Je le sentais presque amical à présent. C’est sûr il avait compris que je faisais de mon mieux, que j’avais choisi le meilleur angle, un angle auquel il n’aurait pas pensé lui-même. Pendant le cadrage de la deuxième pose, il resta complètement silencieux jusqu’au « clac ».
Lorsque je me redressais, je vis que c’était devenu un ami. Il me souriais et je doutais presque que ce fut le même homme. Il était radieux à présent. Il avait vu à chacun de mes mouvements le soin que je mettais à le satisfaire, l’ambition que j’avais de tirer le meilleur de toutes ses préparations. Il avait confiance. Plus que cela encore il commençait à sentir que sa présence, en me déconcentrant, pouvait m’empêcher de tirer encore plus de ses préparations. Son intérêt commandait qu’il s’éclipse.

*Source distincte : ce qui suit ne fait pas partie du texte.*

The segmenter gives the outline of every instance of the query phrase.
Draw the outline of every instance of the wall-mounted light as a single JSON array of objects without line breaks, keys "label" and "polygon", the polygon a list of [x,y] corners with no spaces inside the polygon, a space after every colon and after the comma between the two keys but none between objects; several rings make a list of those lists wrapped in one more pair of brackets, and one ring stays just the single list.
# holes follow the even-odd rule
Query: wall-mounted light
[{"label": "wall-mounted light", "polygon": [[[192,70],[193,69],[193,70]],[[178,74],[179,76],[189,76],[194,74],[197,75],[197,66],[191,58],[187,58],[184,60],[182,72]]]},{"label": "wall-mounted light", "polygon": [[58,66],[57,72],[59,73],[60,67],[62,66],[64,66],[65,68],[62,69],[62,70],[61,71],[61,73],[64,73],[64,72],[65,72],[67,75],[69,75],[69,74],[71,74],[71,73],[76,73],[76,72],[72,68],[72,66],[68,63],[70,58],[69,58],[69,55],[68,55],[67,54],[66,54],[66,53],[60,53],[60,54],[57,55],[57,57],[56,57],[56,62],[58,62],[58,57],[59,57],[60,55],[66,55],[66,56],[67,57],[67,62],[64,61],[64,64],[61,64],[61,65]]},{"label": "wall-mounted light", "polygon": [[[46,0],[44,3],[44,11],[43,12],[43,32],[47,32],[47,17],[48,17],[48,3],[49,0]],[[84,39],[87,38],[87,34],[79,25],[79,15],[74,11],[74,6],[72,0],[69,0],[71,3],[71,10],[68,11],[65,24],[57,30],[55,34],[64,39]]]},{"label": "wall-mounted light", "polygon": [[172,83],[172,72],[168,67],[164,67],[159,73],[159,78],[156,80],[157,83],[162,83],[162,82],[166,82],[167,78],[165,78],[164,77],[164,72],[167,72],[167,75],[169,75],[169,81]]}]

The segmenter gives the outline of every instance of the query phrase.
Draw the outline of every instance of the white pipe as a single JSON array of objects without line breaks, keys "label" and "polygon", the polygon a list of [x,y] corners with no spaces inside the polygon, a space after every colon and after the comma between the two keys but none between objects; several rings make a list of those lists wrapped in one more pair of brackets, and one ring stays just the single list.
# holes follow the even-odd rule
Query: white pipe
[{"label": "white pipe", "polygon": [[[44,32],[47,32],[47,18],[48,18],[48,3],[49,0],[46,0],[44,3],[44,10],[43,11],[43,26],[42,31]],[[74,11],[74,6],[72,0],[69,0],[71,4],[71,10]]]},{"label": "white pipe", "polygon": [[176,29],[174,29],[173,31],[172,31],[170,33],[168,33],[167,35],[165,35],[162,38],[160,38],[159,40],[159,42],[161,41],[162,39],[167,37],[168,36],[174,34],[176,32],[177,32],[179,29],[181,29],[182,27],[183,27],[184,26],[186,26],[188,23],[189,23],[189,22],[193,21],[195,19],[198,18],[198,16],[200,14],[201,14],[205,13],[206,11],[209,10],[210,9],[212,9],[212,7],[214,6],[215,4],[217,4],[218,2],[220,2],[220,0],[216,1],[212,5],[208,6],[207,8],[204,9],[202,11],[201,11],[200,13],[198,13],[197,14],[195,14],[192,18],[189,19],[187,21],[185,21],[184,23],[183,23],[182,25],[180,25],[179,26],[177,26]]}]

Il me dit sobrement : « quand vous ferez une pose, venez que je vous offre un Perrier » et s’éloigna. Je le vis traverser la cour, échanger deux mots avec sa femme, et à la façon dont elle me regarda, je compris qu’il lui avait dit le plus grand bien de moi. Je me sentais bien. Vraiment en forme à présent, et prêt à passer à la chambre.
Ce n’est qu’à ce moment là, en dévissant le Fuji de son pied, que je m’aperçus que j’avais pris les trois photographies avec le capuchon d’objectif.